The decisions of the Court of Appeals and Montgomery Circuit Court are reversed and the matter is remanded to the trial court. The proceeds of the foreclosure sale shall be distributed in accordance with this decision.
STEPHENS, C.J., and COMBS, LAMBERT, LEIBSON and REYNOLDS, JJ., concur.
WINTERSHEIMER, J., dissents by separate opinion.
WINTERSHEIMER, Justice, dissenting.
I respectfully dissent from the majority opinion because I do not believe the subordination agreement requires the interpretation placed on it by the majority and the doctrine of equitable subrogation is not applicable. If this case is to be reversed and remanded, I believe that the most that should be required is a vacation of the summary judgment and a remand for a determination of the allegedly ambiguous phrase.
The subordination agreement does not make any provision about the application of payments. There is no reference to any preexisting indebtedness, nor a limitation on the total indebtedness. The existing law expressed in Martuscelli v. Planters Bank & Trust Co., Ky.App., 705 S.W.2d 938 (1986) is at variance with the conclusion reached by the majority opinion. There is no clear evidence of fraud or overreaching, and there is no basis to insert into the agreement conditions which could have been stated in the original agreement.

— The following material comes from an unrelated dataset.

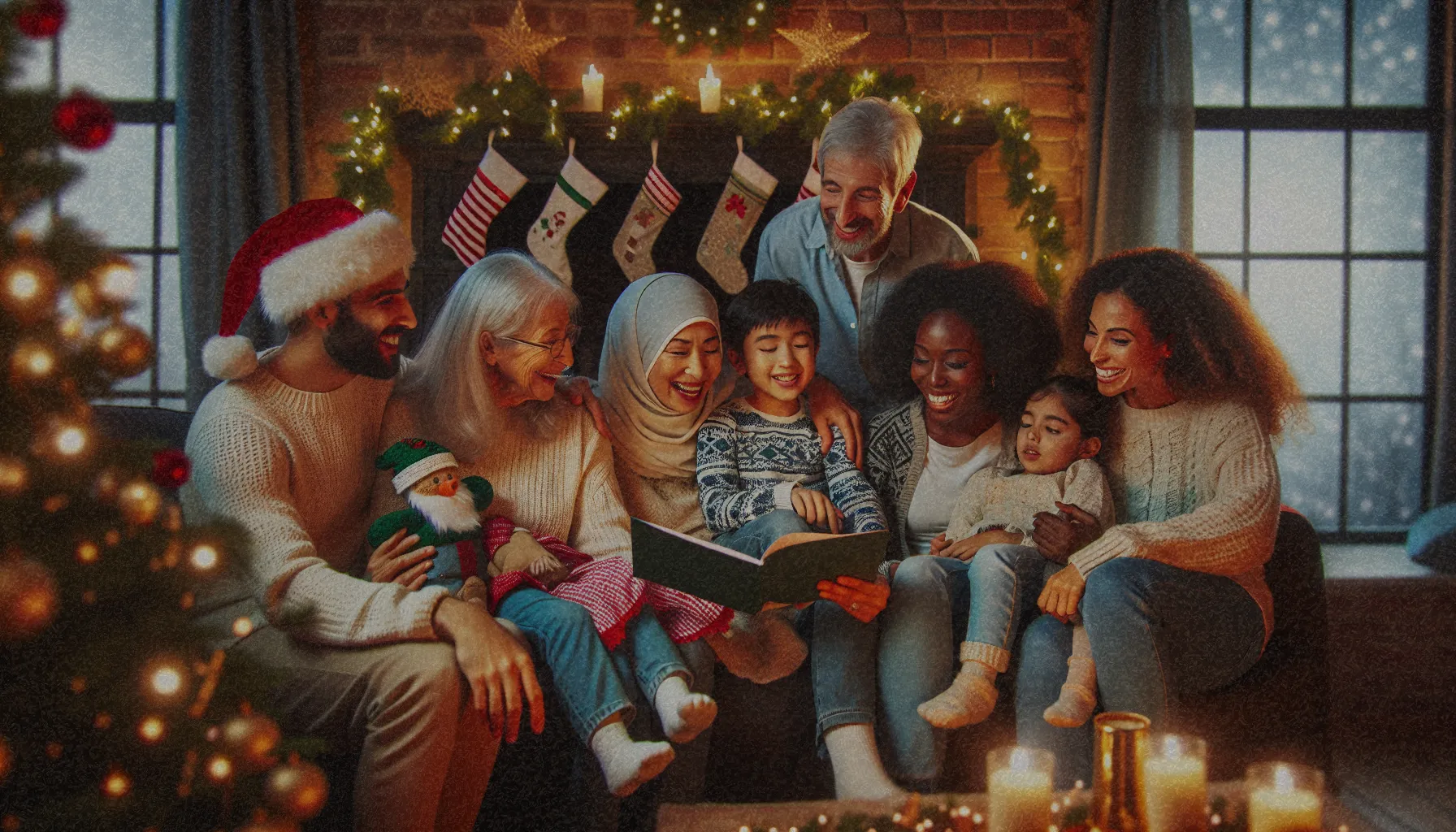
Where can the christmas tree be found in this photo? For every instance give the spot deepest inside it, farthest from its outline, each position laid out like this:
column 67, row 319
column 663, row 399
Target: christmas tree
column 114, row 714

Equitable subrogation has been limited to situations where it is necessary to avoid unjust enrichment. See United Pacific Ins. Co. v. First National Bank, Ky., 457 S.W.2d 833 (1970). Reliance on McNeely, supra, is inappropriate because there was no assignment of the first mortgage, nor any agreement by the second mortgagee to subordinate his security. It is not the function of this Court to change obligations of contract which the parties have made, nor to add a condition which was not written into the original contract. White v. Winchester Land Development Corp., Ky. App., 584 S.W.2d 56 (1979).
I believe the circuit judge and the Court of Appeals have correctly analyzed the language of the subordination agreement, and I would not disturb their decision.